Philippine Online Banking Vulnerabilities
This post is a collation of articles and other references backing up a personal research about the current state of security of Philippine online banking portals. The purpose of this research is mainly educational and encouraging awareness of our online activities — one of which is online banking.
Disclaimer: I am no expert in Information Security or Cybersecurity and I have minimal technical knowledge of the aforementioned fields as of this typing. If you are an expert on any of these fields and you have any concerns or additional input, feel free to post on the comments section below.
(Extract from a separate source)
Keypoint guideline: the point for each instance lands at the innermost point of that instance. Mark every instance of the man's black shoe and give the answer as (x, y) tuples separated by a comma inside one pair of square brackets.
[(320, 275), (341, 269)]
The main goal for this research is to answer this question:
Is your online banking secure enough?
Cybersecurity, or security in general, is a cat-and-mouse chase. Each day, software vulnerabilities and security holes are found, reported, and patched. But sometimes, a mouse can outsmart the cat. Attackers can find and exploit these vulnerabilities before they could be known and fixed by a patch. The users of the system will always be the victims.
There are techniques and technologies that help secure a system. The crucial part to keeping a system secure is to always use the latest release of these technologies as most likely the reason for the release would be a security patch to fix a recently discovered vulnerability.
What happens when the system you are using does not follow this practice? Well, it is like sending an open invite to attackers.
For this research, I will make examples of banks I can think of while writing this. I will use Google Chrome for checking the details of my connection to the following online banking portals and Qualys SSL Labs scanner for a deeper review. Technologies such as encryption, cryptography, and protocols will be the main basis for this research.
The main portal for personal banking is under this domain: ebanking.unionbank.ph
“This site uses a weak security configuration (SHA-1 signatures), so your connection may not be private.”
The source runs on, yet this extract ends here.